И гость воскликнул с содроганьем: «Страшись! Судьба очарованьем Тебя к погибели влечет. Неверные морские волны Обломков корабельных полны: Еще не в пристани твой флот».
Еще слова его звучали… А клики брег уж оглашали, Народ на пристани кипел; И в пристань, царь морей крылатый, Дарами дальних стран богатый, Флот торжествующий влетел.
И гость, увидя то, бледнеет. «Тебе Фортуна благодеет… Но ты не верь, здесь хитрый ков, Здесь тайная погибель скрыта: Разбойники морские Крита От здешних близко берегов».
И только выронил он слово, Гонец вбегает с вестью новой: «Победа, царь! Судьбе хвала! Мы торжествуем над врагами: Флот критский истреблен богами; Его их буря пожрала».
Испуган гость нежданной вестью… «Ты счастлив; но судьбины лестью Такое счастье мнится мне: Здесь вечны блага не бывали, И никогда нам без печали Не доставалися оне.
И мне все в жизни улыбалось; Неизменяемо, казалось, Я силой вышней был храним; Все блага прочил я для сына… Его, его взяла судьбина; Я долг мой сыном заплатил.
Чтоб верной избежать напасти, Моли невидимые власти Подлить печали в твой фиал, Судьба и в милостях мздоимец: Какой, какой ее любимец Свой век не бедственно кончал?
Когда ж в несчастье рок откажет, Исполни то, что друг твой скажет: Ты призови несчастье сам. Твои сокровища несметны: Из них скорей, как дар заветный, Отдай любимое богам».
Он гостю внемлет с содроганьем: «Моим избранным достояньем Доныне этот перстень был; Но я готов властям незримым Добром пожертвовать любимым…» И перстень в море он пустил.

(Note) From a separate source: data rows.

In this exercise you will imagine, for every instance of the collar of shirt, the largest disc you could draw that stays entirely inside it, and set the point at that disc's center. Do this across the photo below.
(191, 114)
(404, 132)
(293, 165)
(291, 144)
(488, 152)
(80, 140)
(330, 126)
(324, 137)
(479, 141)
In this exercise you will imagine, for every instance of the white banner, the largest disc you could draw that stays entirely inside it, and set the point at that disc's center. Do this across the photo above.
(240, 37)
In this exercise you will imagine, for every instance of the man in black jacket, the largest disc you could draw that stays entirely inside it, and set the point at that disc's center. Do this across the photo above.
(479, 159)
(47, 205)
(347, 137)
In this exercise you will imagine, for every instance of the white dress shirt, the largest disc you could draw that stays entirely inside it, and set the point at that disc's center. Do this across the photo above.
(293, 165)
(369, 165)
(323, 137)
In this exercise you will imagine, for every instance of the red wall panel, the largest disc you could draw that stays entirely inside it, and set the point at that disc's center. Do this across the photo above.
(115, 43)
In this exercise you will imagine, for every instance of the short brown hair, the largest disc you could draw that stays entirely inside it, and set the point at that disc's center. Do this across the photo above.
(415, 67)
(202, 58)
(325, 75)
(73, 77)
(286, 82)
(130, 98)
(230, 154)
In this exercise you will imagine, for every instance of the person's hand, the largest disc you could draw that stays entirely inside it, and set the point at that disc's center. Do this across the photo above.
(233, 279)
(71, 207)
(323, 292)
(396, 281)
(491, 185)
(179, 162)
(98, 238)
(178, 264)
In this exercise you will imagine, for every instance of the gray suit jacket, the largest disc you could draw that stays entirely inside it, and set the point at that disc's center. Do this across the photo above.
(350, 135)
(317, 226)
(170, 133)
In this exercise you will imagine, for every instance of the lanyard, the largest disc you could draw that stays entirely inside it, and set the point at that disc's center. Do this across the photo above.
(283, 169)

Наутро, только луч денницы Озолотил верхи столицы, К царю является рыбарь: «Я рыбу, пойманную мною, Чудовище величиною, Тебе принес в подарок, царь!»
Царь изъявил благоволенье… Вдруг царский повар в исступленье С нежданной вестию бежит: «Найден твой перстень драгоценный, Огромной рыбой поглощенный, Он в ней ножом моим открыт».
Тут гость, как пораженный громом, Сказал: «Беда над этим домом! Нельзя мне другом быть твоим; На смерть ты обречен судьбою: Бегу, чтоб здесь не пасть с тобою…» Сказал и разлучился с ним.